ここでは分かりやすい例を挙げてみましたが、実際には一見すると無関係な症状を引き起こすこともあります。
本来なら身体には色々なことに適応する力があります。
しかし、同じことが続くと限度を越えて負担となってしまうのです。
生活習慣が引き起こす症状はこの弱点のせいと言ってよいかもしれません。

もちろん絶対ではなく、体質や体調によって症状が現れない場合もあります。
日本人にとっての白米のように、長い年月摂り続けることで人種として身体が慣れている例もあります。

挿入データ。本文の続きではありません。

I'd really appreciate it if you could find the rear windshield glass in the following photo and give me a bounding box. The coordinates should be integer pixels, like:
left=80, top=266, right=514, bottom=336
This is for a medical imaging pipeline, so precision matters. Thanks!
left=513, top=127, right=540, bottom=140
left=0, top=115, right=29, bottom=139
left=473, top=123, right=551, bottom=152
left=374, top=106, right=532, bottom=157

しかし大抵のことは身体に負担になるのは間違いありません。

さて健康食品に話を戻します。
健康食品を習慣的に摂るのは、ある成分を摂り続けることと言えます。
最初のうちは成分が効いて調子が良くなるかもしれません。
しかし摂り続けるうちに負担が積み重なっていきます。
そこで大事なのが適材適所の精神です。
前回も書いたように、健康食品が今の自分に必要か、惰性で摂っていないか、常に意識してみてくださいね。